In the Netherlands there are 14 wolf packs and 144 wolves in a geographical small area where the surrounding farms are often full of a lot sheep.

But it’s also easy to imagine that if you can become aware of the presents of wolves sufficiently early enough and reliably enough before they attack your animals then you have a chance to prevent an attack. And if you prevent enough attacks it becomes maybe harder than sticking to natural prey.

Wolves don't like taking risks. Interacting with humans is definitely risky. Detecting wolves reliably early and responding, either in person if that can be done quick enough, or setting off responses, ideally followed up by a human visit could well result in the wolves avoiding that farm in any case. The extend to which this can work in practice is something that needs to be determine through research and pilots. Wolves are very smart, so if tech is going to be able to help here, then the tech has to be very capable. The start with pilots and research two elements are needed. People with tech, but also people in the affected areas with a willingness to collaborate.
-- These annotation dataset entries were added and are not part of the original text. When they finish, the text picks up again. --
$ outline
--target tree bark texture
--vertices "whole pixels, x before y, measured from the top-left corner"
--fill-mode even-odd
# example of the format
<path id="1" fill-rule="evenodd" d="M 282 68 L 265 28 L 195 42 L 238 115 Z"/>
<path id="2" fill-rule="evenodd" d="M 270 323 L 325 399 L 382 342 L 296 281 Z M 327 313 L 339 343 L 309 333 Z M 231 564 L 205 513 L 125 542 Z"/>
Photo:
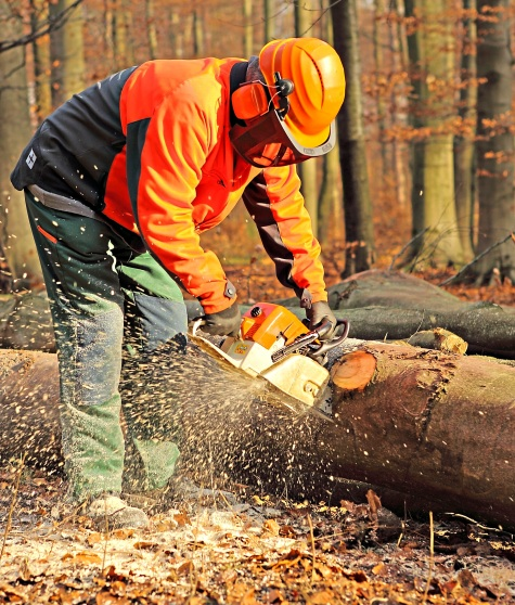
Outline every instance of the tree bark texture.
<path id="1" fill-rule="evenodd" d="M 298 298 L 276 302 L 298 317 Z M 350 321 L 352 338 L 409 339 L 437 327 L 468 344 L 467 352 L 515 359 L 515 308 L 490 302 L 464 302 L 424 280 L 396 271 L 363 271 L 329 288 L 335 314 Z M 190 318 L 202 312 L 186 300 Z M 242 305 L 242 309 L 248 307 Z M 0 296 L 0 346 L 54 351 L 53 329 L 43 295 Z"/>
<path id="2" fill-rule="evenodd" d="M 193 466 L 206 468 L 201 459 L 214 458 L 218 469 L 245 467 L 247 477 L 284 484 L 291 494 L 319 495 L 324 486 L 333 502 L 357 480 L 379 497 L 404 494 L 410 512 L 447 511 L 514 527 L 515 368 L 351 344 L 351 352 L 334 358 L 334 422 L 296 417 L 259 397 L 250 404 L 253 379 L 244 378 L 245 386 L 222 368 L 211 368 L 210 376 L 224 389 L 209 390 L 207 401 L 207 382 L 189 383 L 183 415 Z M 195 359 L 186 358 L 188 372 L 195 373 Z M 57 383 L 55 355 L 0 350 L 0 461 L 26 453 L 27 463 L 59 469 Z"/>
<path id="3" fill-rule="evenodd" d="M 280 302 L 304 317 L 296 298 Z M 408 339 L 441 327 L 468 343 L 467 352 L 515 359 L 515 308 L 464 302 L 410 274 L 363 271 L 330 287 L 329 304 L 353 338 Z"/>
<path id="4" fill-rule="evenodd" d="M 0 2 L 3 39 L 16 40 L 24 34 L 15 13 L 9 2 Z M 41 280 L 24 195 L 10 180 L 31 132 L 23 47 L 0 53 L 0 255 L 7 258 L 11 271 L 10 286 L 17 289 Z"/>
<path id="5" fill-rule="evenodd" d="M 357 11 L 356 0 L 343 0 L 331 5 L 334 48 L 342 59 L 347 80 L 346 99 L 337 117 L 345 239 L 348 246 L 343 276 L 369 269 L 374 258 Z"/>

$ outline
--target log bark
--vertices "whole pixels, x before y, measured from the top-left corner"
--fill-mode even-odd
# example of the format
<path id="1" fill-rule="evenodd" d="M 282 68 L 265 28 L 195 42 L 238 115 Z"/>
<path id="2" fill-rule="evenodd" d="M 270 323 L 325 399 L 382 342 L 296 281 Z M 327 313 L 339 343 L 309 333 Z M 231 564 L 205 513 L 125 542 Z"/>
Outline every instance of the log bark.
<path id="1" fill-rule="evenodd" d="M 279 302 L 305 316 L 297 298 Z M 463 338 L 469 353 L 515 359 L 515 307 L 465 302 L 407 273 L 363 271 L 330 287 L 329 304 L 350 321 L 353 338 L 400 340 L 440 327 Z"/>
<path id="2" fill-rule="evenodd" d="M 361 481 L 384 505 L 396 494 L 410 512 L 515 527 L 515 368 L 408 345 L 349 346 L 333 361 L 333 422 L 271 408 L 252 378 L 214 365 L 206 381 L 198 356 L 186 356 L 192 466 L 215 458 L 222 472 L 333 502 Z M 55 355 L 0 350 L 0 461 L 27 452 L 27 462 L 59 468 L 57 382 Z"/>
<path id="3" fill-rule="evenodd" d="M 408 340 L 442 329 L 465 340 L 469 353 L 515 359 L 515 307 L 464 302 L 413 275 L 364 271 L 330 287 L 329 301 L 338 318 L 350 321 L 352 338 Z M 276 302 L 305 317 L 298 298 Z M 186 307 L 190 318 L 202 312 L 196 300 Z M 0 296 L 0 347 L 55 351 L 44 293 Z"/>

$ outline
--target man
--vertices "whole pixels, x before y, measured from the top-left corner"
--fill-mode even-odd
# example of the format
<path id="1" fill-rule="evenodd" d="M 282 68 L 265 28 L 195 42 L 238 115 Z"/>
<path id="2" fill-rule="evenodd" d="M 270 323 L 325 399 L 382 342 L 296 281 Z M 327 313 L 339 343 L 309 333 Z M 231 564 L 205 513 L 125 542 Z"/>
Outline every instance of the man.
<path id="1" fill-rule="evenodd" d="M 204 330 L 237 334 L 235 288 L 199 233 L 241 197 L 311 325 L 335 323 L 295 164 L 333 149 L 344 94 L 336 52 L 314 38 L 275 40 L 249 62 L 151 61 L 74 95 L 22 153 L 11 179 L 51 302 L 68 499 L 92 517 L 149 523 L 120 499 L 120 410 L 140 489 L 173 474 L 173 428 L 155 413 L 141 422 L 152 356 L 184 350 L 178 283 L 199 300 Z"/>

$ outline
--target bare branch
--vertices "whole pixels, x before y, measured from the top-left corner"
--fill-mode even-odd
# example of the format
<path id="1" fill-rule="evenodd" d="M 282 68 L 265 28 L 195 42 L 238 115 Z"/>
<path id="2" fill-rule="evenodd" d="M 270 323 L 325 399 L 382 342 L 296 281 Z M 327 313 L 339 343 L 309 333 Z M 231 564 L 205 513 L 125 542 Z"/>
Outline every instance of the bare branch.
<path id="1" fill-rule="evenodd" d="M 15 40 L 0 41 L 0 52 L 5 52 L 17 47 L 25 47 L 26 44 L 34 42 L 38 38 L 47 36 L 55 29 L 59 29 L 69 20 L 75 9 L 79 4 L 81 4 L 81 2 L 82 0 L 75 0 L 75 2 L 73 2 L 64 11 L 61 11 L 55 16 L 49 17 L 44 23 L 41 23 L 38 27 L 36 27 L 30 34 L 16 38 Z"/>
<path id="2" fill-rule="evenodd" d="M 473 260 L 471 260 L 471 262 L 468 262 L 467 265 L 465 265 L 465 267 L 463 267 L 460 271 L 458 271 L 458 273 L 455 275 L 452 275 L 452 278 L 449 278 L 448 280 L 445 280 L 443 282 L 439 283 L 439 286 L 442 285 L 447 285 L 451 282 L 453 282 L 454 280 L 456 280 L 460 275 L 463 275 L 463 273 L 465 273 L 465 271 L 472 267 L 473 265 L 475 265 L 479 259 L 481 259 L 484 256 L 486 256 L 488 253 L 492 252 L 494 248 L 497 248 L 498 246 L 502 246 L 502 244 L 504 244 L 505 242 L 507 242 L 508 240 L 512 240 L 515 243 L 515 233 L 508 233 L 503 240 L 500 240 L 499 242 L 495 242 L 494 244 L 492 244 L 489 248 L 487 248 L 486 250 L 482 250 L 481 254 L 477 255 L 476 258 L 474 258 Z"/>

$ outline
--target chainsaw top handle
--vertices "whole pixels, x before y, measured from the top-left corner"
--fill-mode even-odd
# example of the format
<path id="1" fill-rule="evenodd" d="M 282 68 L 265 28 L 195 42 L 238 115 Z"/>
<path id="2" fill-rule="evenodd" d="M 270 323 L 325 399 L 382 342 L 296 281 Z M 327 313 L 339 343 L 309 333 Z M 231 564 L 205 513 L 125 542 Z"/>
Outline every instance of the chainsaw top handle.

The current highly polarized environment is throwing road blocks against such collaboration.

The current situation is such that owners are unaware of the presence of wolves at their borders, so there is currently also not a lot of perceived risk associated with attacking live stock. A useful goal is to start to change that. And the people who read hacker news I'm sure that think of many ways to change the status quo. My system is one example.

Sadly, a lot time went by without trying these methods. None the less, one should try.

I the past I have offered free equipment to people to test who had been publicly expressing concern about the arrival of the wolf but they would not accept it.

But maybe that can still change.

2 comments

So far these packs are monitored, but they contain problem wolves that have been known to attack people. Examples in Utrecht and veluwe, and it takes just a little to learn from those; the issue is that the wolves do not see people as a threat. So far there have been incidents, like bite marks, until they will attack in a group. They should adopt the German method to scare them away proactively
My system has on two occasions alerted my wolves showing an interest in a field of horses instead of just travelling by.

Both times I alerted the farmer who went out in his car and then a little while later they dispersed.